A Home Office spokesperson said that the Home Office has always been clear on the law but, as a regulator, it is not responsible for enforcing the law, meaning that festivals and other organisations have been able to get around the policy by getting consent from the police. 

The Loop declined to comment on the Home Office’s decision. 

Gomes said that drug testing is needed to “provide real-time alerts about potentially harmful adulterants and extra-strong batches in circulation, and is often one of the first times that party-goers are having specialist health advice and care related to drug consumption.”

A landmark study, published in the International Journal of International Drug Policy, which analysed the findings of a free, confidential front-of-house testing service by The Loop at the Secret Garden Party festival in 2016, found that the service was potentially life-saving.

The study found that one in five substances was not as sold or acquired, and one in five service users disposed of their drugs post-testing, while one in six moderated their consumption. possession and another one in six moderated their consumption. It also found that test results were shared with friends and other drug users via social media, as well as with emergency services.

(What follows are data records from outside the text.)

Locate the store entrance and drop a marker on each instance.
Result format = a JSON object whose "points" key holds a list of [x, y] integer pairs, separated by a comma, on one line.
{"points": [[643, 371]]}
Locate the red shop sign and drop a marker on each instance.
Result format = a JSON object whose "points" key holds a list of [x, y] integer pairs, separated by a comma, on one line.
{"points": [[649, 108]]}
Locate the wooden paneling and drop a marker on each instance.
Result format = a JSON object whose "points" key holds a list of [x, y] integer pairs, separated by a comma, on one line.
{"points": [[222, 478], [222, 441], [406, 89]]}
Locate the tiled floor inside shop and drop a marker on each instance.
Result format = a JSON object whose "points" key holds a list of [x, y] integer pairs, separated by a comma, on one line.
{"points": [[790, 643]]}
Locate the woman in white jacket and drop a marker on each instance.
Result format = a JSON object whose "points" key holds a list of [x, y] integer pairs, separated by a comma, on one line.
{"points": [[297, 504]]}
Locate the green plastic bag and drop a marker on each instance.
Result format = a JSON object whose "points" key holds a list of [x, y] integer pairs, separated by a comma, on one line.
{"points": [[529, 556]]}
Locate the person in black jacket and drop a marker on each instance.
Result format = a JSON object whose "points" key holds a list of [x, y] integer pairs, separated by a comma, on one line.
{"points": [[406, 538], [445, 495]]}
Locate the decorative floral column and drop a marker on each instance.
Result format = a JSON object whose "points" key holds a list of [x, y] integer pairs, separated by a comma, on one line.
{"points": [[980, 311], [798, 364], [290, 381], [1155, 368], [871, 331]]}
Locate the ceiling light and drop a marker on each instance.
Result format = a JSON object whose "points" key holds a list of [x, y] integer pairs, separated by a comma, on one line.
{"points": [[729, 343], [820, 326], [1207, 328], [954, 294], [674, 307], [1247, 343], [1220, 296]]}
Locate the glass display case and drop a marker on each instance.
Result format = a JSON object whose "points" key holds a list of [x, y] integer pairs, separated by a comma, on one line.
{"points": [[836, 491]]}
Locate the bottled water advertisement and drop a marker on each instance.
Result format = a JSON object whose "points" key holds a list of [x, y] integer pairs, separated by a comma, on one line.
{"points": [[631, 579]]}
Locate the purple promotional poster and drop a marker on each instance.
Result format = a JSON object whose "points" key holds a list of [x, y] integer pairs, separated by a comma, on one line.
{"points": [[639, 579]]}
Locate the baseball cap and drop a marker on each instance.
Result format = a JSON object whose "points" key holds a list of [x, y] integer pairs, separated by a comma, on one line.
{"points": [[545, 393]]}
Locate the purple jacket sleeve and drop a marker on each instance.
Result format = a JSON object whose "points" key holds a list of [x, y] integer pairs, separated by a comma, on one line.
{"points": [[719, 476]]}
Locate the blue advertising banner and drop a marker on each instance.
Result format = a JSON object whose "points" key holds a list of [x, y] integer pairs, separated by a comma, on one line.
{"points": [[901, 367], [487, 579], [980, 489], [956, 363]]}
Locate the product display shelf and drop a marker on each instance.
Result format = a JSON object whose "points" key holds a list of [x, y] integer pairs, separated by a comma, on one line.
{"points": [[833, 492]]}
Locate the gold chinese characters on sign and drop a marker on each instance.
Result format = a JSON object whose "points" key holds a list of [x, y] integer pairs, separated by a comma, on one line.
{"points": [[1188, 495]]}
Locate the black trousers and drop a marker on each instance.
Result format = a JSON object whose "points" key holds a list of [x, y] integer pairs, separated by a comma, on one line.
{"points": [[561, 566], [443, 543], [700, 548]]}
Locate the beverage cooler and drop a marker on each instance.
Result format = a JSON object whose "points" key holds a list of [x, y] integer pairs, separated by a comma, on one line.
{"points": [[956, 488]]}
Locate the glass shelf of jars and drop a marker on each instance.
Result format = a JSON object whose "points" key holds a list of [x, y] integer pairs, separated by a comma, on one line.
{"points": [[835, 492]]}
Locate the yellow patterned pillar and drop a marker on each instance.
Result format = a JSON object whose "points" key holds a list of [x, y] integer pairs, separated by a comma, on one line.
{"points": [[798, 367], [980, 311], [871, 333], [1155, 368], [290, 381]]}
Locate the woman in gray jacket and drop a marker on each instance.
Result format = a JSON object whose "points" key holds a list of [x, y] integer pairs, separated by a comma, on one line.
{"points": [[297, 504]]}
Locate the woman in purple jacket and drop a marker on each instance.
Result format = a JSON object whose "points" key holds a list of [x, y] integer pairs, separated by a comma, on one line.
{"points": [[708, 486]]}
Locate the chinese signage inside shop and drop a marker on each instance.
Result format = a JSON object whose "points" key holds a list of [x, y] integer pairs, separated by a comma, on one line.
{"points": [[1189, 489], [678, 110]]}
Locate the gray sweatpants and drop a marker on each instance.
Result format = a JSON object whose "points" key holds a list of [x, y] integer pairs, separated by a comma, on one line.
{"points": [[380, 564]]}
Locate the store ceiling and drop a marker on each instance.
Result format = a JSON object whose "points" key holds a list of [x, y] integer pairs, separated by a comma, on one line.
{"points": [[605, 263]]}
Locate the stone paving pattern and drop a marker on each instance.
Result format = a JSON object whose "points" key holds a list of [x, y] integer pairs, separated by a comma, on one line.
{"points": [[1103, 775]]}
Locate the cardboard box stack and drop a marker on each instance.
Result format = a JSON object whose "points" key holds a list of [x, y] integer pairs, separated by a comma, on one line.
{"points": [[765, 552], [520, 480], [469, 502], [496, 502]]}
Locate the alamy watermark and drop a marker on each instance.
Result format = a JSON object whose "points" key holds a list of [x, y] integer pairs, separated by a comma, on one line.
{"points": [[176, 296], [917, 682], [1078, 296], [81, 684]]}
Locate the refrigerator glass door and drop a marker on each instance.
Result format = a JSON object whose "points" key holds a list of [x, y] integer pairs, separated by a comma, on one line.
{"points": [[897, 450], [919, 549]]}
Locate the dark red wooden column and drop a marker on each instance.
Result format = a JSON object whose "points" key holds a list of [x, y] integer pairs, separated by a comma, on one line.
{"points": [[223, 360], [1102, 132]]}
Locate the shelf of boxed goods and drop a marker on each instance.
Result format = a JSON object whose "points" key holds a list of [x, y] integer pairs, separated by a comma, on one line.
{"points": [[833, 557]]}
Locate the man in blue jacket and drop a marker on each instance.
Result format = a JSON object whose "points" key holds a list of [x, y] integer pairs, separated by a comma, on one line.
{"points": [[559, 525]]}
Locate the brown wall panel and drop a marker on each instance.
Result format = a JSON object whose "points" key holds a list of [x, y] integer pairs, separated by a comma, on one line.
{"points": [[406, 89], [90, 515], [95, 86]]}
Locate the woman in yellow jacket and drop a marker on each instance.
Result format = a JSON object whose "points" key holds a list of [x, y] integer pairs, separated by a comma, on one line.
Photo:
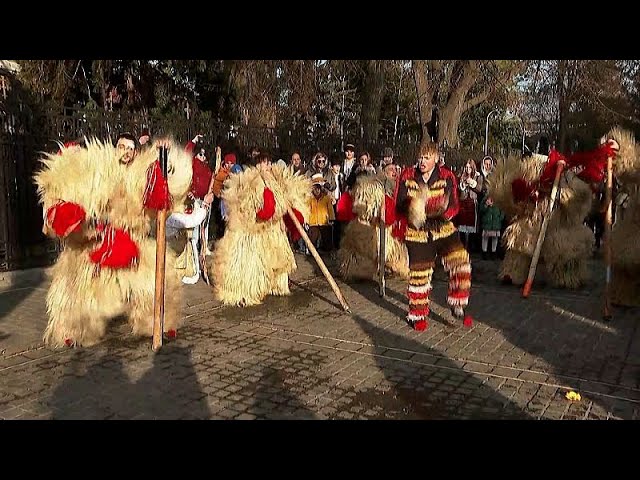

A similar study from last year found that 45 per cent of samples sold as MDMA tested at English festivals last summer contained no MDMA at all.

“[Release is] disappointed with the further restriction of already limited conditions for drug testing at festivals,” added Gomes. “There are 12 European countries that have drug testing services available, and the UK is increasingly falling behind by resisting these progressive and potentially life-saving policies.”

Director of, Ivan Ezquerra-Romano, told Dazed that, if no “clear and alternative” is given, the move will pose a “massive setback for harm reduction in the UK”.

“Research has shown that onsite drug safety testing contributes to the reduction of drug-related harm and deaths,” he said. “Onsite testing facilities identify substances of concern, which festival goers are likely to dispose of when notified. Then, people who engage with onsite testing facilities learn about harm reduction from the professionals, and, consequently, they are likely to moderate their use.”

While drug testing services may not be widely available this summer, you can still buy at-home drug testing kits online, something which Gomes recommended. “This is an affordable option that tests for adulterants, but not potency or purity – while not the best, it will at least give you some sort of information,” he said.

A Home Office spokesperson said: “Our position hasn’t changed. Drug testing providers must have a licence to test for controlled drugs, including at festivals. We have consistently made this condition clear, and law enforcement have always had a responsibility to uphold this legal requirement. We continue to keep an open dialogue with any potential applicants. Festivals aiming to test drugs off their site this summer must work with the police and a Home Office licensed drug testing provider”.